The individuals each attended weekly therapy sessions for three weeks and a fourth follow-up session two months after the initial three sessions. Some patients attended only afternoon sessions, some patients attended only morning sessions and some patients switched between the two.
Patients went through “exposure therapy” in which they confronted situations that would typically cause them to panic or be afraid. By facing a scenario that would typically cause anxiety for longer and longer periods of time, the patient learns to overcome their phobia, Meuret said.
After each session in the study the patients ranked several measures of stress and panic. A clinician also rated each patient’s behavior during the session.
While patients made improvements across all measures no matter the time of day, the researchers noted that morning patients’ panic symptom severity improved 28 percent more.

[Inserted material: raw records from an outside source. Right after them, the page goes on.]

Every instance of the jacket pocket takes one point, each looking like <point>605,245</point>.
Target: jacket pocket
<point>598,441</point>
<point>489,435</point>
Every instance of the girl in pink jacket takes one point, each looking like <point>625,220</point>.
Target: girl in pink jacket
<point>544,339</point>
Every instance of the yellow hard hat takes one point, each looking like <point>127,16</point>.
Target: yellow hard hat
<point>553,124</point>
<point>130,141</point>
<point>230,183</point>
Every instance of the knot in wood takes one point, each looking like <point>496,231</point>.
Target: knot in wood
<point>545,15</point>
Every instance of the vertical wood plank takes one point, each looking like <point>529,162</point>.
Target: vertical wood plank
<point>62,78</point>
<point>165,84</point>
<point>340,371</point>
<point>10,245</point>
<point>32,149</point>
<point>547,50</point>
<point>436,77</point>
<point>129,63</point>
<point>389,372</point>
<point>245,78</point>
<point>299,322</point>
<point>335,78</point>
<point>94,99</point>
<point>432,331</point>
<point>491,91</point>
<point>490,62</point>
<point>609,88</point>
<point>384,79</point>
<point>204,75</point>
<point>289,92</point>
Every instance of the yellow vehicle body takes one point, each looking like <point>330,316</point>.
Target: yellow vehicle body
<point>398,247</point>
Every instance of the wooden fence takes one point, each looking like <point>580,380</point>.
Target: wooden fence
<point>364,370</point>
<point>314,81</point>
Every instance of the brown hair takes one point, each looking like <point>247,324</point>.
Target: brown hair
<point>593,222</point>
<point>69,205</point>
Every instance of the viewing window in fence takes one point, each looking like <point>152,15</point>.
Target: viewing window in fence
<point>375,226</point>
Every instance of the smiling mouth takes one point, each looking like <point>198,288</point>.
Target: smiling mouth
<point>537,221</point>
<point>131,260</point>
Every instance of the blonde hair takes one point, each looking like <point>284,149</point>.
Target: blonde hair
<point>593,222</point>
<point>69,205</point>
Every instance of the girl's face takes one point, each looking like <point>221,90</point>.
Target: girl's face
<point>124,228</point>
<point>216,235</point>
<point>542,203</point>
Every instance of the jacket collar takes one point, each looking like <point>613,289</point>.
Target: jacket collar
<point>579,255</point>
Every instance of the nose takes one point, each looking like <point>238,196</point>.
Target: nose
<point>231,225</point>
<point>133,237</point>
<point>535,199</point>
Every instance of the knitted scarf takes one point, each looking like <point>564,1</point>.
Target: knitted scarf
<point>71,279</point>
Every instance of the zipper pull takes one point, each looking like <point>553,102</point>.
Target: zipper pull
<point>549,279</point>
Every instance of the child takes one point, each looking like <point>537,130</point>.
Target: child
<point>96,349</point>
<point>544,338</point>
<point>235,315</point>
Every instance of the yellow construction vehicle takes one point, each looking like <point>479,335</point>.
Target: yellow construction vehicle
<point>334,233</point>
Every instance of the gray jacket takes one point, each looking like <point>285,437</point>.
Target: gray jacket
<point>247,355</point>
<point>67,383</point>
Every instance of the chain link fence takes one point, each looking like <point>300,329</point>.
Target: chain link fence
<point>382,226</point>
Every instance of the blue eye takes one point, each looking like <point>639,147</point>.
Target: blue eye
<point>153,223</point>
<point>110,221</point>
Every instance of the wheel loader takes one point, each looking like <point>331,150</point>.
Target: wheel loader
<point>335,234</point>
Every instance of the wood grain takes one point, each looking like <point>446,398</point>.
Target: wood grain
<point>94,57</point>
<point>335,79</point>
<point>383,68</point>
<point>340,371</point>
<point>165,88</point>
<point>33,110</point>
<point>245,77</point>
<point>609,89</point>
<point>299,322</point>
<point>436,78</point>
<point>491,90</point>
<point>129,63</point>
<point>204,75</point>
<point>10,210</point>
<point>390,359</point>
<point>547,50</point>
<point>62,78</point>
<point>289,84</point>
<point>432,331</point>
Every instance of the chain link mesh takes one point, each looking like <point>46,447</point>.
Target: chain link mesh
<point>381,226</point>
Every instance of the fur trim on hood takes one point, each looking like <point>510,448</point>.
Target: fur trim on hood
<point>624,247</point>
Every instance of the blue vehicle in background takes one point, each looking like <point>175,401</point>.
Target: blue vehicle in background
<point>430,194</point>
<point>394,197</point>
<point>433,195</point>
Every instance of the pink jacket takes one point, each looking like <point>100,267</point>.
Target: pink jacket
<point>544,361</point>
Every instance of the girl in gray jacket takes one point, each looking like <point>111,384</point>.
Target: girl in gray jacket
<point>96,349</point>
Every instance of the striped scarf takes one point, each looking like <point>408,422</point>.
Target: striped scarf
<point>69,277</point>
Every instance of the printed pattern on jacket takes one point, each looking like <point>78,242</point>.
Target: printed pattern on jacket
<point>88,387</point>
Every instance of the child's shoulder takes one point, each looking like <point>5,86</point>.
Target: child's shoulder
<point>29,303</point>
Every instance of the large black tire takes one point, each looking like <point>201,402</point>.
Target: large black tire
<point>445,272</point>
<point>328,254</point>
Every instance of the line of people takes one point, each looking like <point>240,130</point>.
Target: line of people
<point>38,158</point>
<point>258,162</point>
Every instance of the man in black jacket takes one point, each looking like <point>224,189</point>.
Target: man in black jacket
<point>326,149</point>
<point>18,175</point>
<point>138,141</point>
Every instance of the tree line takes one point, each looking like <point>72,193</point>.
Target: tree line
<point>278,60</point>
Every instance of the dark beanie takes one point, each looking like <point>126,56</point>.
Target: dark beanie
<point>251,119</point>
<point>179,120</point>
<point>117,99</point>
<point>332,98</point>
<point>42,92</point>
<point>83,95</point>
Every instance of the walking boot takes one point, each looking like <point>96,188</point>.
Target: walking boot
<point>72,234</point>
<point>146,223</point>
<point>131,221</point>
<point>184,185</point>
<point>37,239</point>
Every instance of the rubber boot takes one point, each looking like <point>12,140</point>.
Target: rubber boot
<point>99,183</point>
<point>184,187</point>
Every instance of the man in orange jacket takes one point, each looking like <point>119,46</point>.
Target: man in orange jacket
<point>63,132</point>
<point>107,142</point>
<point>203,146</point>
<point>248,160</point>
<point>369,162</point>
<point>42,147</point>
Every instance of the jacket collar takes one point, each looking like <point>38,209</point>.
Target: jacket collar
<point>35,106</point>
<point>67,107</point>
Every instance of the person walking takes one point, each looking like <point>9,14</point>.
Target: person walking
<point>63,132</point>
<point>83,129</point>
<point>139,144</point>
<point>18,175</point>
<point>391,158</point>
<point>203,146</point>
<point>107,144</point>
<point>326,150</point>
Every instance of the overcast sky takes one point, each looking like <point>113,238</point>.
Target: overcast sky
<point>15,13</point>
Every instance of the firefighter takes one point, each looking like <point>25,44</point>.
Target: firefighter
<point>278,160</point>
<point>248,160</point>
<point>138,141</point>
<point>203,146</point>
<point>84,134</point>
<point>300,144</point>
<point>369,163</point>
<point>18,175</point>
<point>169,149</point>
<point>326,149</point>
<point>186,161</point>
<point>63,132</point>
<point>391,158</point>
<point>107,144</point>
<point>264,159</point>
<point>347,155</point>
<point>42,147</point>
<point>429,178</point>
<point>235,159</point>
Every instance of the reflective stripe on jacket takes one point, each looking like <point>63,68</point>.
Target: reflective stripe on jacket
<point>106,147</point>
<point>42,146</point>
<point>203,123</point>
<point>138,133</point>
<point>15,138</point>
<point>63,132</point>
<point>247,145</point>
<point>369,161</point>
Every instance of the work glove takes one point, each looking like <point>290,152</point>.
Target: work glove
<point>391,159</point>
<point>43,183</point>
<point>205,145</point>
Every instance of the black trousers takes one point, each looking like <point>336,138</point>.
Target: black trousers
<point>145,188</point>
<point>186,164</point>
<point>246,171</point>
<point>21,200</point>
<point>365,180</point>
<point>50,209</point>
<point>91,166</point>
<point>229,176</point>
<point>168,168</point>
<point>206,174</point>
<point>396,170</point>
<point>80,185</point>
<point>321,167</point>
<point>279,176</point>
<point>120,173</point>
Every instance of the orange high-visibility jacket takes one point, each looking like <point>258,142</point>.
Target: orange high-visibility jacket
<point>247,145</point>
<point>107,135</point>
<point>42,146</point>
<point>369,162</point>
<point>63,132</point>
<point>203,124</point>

How this could apply to other types of therapy
While the results provide the strongest evidence yet that this type of therapy works better in the morning than later in the day, it doesn’t mean that ALL therapy necessarily works better earlier in the day, Meuret said.
“But, generally speaking psychotherapy is about learning new information,” she said. “And [other previous] memory studies suggest that learning is better in the morning.” So it makes sense in theory that other types of psychotherapy would also be more effective in the morning, but additional studies are needed to answer that questions for sure.
An important caveat: This research isn’t to say that other factors like the body’s natural circadian rhythm, quality of sleep and attention levels don’t play in to how effective a therapy session will be, Meuret added. Skipping a bunch of sleep also affects memory and learning, so the therapy boost you may get from an early morning session might not be as much if you’re exhausted, she explained.